There are also the computer science/artificial intelligence contributions of machine learning and other data mining techniques. If data analysis were political, biometrics/econometrics/psychometrics would be 'right wing' conservatives, traditional statistics would be 'centrist', and machine learning would be 'left-leaning'. The conservative-liberal scale reflects how orthodox the disciplines are with respect to inference, ranging from very to not at all.”
Harvard statistician James Greiner adds “So what is the difference between an empirical, data-centered economist and an applied statistician? The stereotypes I've internalized from hanging out in an East Coast statistics department are that economists tend to focus more on parameter estimation, asymptotics, unbiased-ness, and paper-and-pencil solutions to problems (which can then be implemented via canned software like STATA), whereas applied statisticians are leaning more towards imputation and predictive inference, Bayesian thinking, and computational solutions to problems (which require programming in packages such as R).” In other words, classical econometrics is even more consumed with the underlying mathematics than is statistics.
The late, “left-leaning” Berkeley statistician Leo Breiman would certainly take econometrics to task for being more “right-wing” than statistics. In his provocative, 2001 article “Statistical Modeling: The Two Cultures,” Breiman is highly critical of mainstream statistical practice for its obsession with mathematical data models that have “led to irrelevant theory, questionable conclusions, and have kept statisticians from working on a large range of interesting current problems.” In contrast, leftist algorithmic or statistical learning “can be used both on large complex data sets and as a more accurate and informative alternative to data modeling on smaller data sets.” For Breiman, cross-validated predictive accuracy is the most important criterion for evaluating the success of modeling efforts – and favors leftist, statistical learning approaches.

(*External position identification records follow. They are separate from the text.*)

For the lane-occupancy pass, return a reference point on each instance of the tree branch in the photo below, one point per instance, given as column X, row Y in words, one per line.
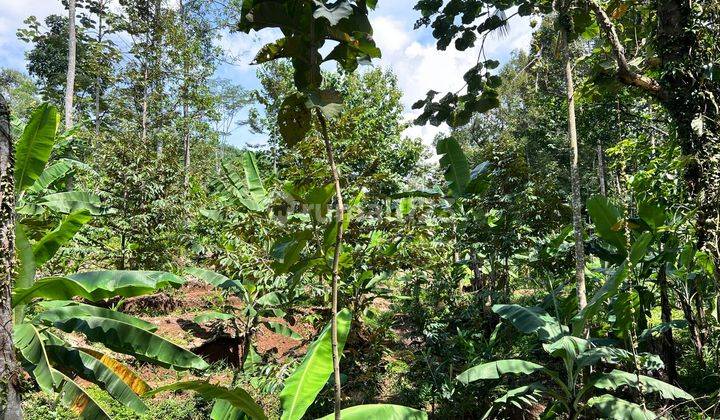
column 625, row 74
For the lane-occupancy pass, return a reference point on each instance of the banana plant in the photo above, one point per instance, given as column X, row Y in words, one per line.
column 570, row 393
column 300, row 390
column 244, row 188
column 35, row 180
column 39, row 203
column 54, row 358
column 260, row 301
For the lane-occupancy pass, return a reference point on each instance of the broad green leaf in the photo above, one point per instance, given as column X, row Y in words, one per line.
column 615, row 408
column 224, row 410
column 45, row 248
column 131, row 379
column 93, row 370
column 303, row 386
column 433, row 193
column 379, row 411
column 611, row 381
column 607, row 219
column 661, row 328
column 617, row 356
column 329, row 102
column 237, row 397
column 531, row 320
column 335, row 13
column 98, row 285
column 26, row 266
column 129, row 339
column 34, row 147
column 253, row 181
column 79, row 401
column 515, row 396
column 29, row 343
column 640, row 247
column 51, row 174
column 608, row 290
column 72, row 309
column 653, row 214
column 454, row 164
column 72, row 201
column 282, row 329
column 494, row 370
column 567, row 348
column 286, row 251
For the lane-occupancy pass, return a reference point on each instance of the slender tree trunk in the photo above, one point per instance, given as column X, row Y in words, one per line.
column 340, row 217
column 70, row 83
column 145, row 102
column 700, row 308
column 9, row 381
column 575, row 180
column 157, row 83
column 186, row 107
column 98, row 79
column 667, row 340
column 601, row 169
column 695, row 336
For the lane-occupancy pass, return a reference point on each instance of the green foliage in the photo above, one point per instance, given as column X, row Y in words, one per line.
column 303, row 386
column 98, row 285
column 35, row 146
column 454, row 162
column 377, row 411
column 237, row 398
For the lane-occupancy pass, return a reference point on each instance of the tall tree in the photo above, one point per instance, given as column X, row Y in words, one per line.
column 185, row 99
column 100, row 7
column 574, row 168
column 70, row 83
column 8, row 364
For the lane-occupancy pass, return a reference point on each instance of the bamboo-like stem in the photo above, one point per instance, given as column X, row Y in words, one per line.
column 340, row 216
column 575, row 179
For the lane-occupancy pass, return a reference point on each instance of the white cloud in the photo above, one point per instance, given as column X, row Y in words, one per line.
column 14, row 12
column 420, row 67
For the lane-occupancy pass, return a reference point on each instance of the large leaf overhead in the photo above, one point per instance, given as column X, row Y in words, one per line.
column 531, row 320
column 45, row 248
column 454, row 164
column 237, row 397
column 379, row 411
column 35, row 145
column 310, row 377
column 98, row 285
column 91, row 369
column 72, row 201
column 62, row 310
column 246, row 187
column 132, row 379
column 615, row 408
column 494, row 370
column 29, row 343
column 617, row 378
column 306, row 26
column 78, row 400
column 131, row 340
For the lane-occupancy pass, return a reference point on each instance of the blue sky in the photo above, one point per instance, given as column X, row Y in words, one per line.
column 411, row 54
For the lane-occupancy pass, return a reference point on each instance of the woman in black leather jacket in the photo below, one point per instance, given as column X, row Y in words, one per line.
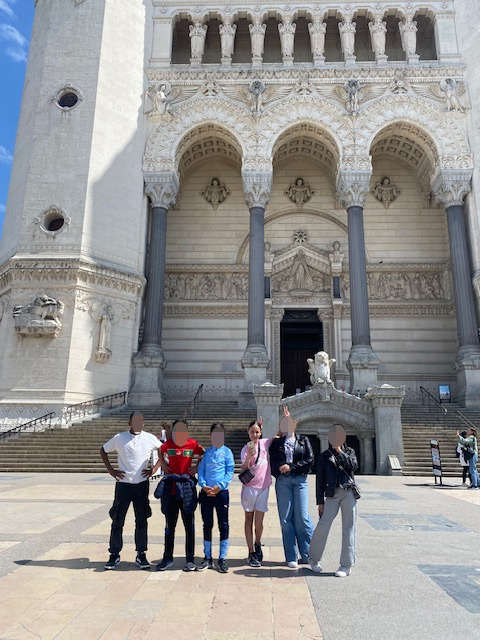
column 335, row 480
column 291, row 459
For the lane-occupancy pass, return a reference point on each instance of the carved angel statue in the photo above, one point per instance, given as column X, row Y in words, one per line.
column 449, row 91
column 257, row 94
column 319, row 368
column 299, row 192
column 162, row 97
column 385, row 191
column 215, row 193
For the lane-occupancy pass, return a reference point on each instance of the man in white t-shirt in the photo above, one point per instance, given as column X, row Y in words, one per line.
column 134, row 448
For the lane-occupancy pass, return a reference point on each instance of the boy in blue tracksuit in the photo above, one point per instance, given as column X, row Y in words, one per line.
column 215, row 473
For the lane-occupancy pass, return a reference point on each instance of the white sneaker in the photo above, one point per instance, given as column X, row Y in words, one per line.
column 316, row 567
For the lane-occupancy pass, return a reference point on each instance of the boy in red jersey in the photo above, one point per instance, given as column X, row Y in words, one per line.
column 179, row 494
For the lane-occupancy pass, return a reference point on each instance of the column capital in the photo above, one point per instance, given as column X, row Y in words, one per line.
column 353, row 180
column 451, row 185
column 257, row 182
column 162, row 188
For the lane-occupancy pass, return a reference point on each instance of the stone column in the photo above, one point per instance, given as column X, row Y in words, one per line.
column 149, row 363
column 256, row 185
column 387, row 402
column 267, row 398
column 450, row 188
column 352, row 186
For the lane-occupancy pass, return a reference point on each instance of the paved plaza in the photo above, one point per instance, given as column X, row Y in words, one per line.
column 417, row 573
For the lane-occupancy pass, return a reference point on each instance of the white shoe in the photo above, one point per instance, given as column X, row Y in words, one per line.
column 316, row 567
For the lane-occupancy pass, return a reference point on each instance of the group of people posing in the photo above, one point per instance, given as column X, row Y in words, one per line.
column 288, row 457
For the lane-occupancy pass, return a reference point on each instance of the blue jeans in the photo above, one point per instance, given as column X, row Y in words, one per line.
column 297, row 526
column 472, row 464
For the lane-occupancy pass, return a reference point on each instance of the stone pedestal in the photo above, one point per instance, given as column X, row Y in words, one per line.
column 268, row 397
column 387, row 401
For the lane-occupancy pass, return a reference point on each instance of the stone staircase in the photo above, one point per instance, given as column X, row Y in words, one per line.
column 420, row 426
column 76, row 449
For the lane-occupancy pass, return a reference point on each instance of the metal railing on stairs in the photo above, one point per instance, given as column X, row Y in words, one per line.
column 191, row 410
column 91, row 407
column 39, row 424
column 433, row 404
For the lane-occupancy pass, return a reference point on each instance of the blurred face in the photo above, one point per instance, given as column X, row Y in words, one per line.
column 136, row 424
column 255, row 433
column 337, row 435
column 218, row 438
column 180, row 434
column 287, row 426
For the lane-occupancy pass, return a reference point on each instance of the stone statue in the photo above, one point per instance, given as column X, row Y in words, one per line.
column 287, row 36
column 408, row 31
column 378, row 33
column 347, row 36
column 257, row 37
column 227, row 38
column 385, row 191
column 42, row 317
column 317, row 30
column 352, row 89
column 197, row 33
column 215, row 193
column 299, row 192
column 319, row 368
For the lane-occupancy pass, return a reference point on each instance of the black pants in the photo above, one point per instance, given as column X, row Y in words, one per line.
column 175, row 507
column 220, row 503
column 125, row 493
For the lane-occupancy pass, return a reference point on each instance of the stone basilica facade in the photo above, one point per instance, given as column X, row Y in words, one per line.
column 212, row 194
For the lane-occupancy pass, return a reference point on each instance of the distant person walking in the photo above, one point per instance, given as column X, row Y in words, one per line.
column 335, row 480
column 470, row 454
column 134, row 448
column 461, row 458
column 291, row 459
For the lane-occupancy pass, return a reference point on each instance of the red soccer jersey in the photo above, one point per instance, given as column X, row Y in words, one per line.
column 180, row 458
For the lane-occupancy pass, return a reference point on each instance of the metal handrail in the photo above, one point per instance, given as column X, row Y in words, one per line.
column 465, row 420
column 192, row 407
column 438, row 406
column 82, row 409
column 31, row 425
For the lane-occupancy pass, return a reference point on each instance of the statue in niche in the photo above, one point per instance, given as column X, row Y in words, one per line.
column 257, row 37
column 103, row 352
column 385, row 191
column 227, row 38
column 317, row 30
column 287, row 36
column 197, row 34
column 41, row 317
column 215, row 193
column 319, row 368
column 299, row 192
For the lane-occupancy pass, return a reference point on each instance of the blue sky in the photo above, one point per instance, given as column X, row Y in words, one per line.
column 16, row 18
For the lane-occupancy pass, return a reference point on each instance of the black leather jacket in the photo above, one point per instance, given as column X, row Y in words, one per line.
column 302, row 456
column 329, row 476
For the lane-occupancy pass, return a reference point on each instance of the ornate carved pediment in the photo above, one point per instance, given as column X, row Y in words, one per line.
column 300, row 271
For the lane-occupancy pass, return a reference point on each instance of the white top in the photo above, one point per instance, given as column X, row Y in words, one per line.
column 133, row 453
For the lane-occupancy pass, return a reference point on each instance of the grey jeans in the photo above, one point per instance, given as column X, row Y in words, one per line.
column 343, row 499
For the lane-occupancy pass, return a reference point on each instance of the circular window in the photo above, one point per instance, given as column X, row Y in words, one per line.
column 67, row 100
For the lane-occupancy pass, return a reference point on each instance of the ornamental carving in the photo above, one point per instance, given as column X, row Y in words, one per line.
column 299, row 192
column 215, row 193
column 39, row 318
column 385, row 191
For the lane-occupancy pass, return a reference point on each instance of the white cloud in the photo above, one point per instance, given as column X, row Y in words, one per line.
column 6, row 8
column 5, row 155
column 17, row 50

So is econometrics a dinosaur that has become irrelevant in an era where computation and prediction are supplanting mathematics and parameter estimation in data analysis? Fortunately, the answer is no, and the reason is that economics research itself is changing.
In a highly informative article, “Random Walks by Young Economists,” Princeton professor Angus Deaton discusses the changing face of graduate economics education. His telling observation? “If the typical thesis of the eighties was an elaborate piece of price theory estimated by non-linear maximum likelihood on a very small number of observations, the typical thesis of today uses little or no theory, much simpler econometrics, and hundreds of thousands of observations.” Moreover, “there is a fast growing effort to replace econometric methodology, which can be thought of as a set of ex post fixes for non-experimental data, with real experiments, which require no such fix.”
In other words, econometrics, with its charter to support mainstream economic research, is adapting with the discipline to a data-driven, experimental and compute intensive world. That's good news for BI.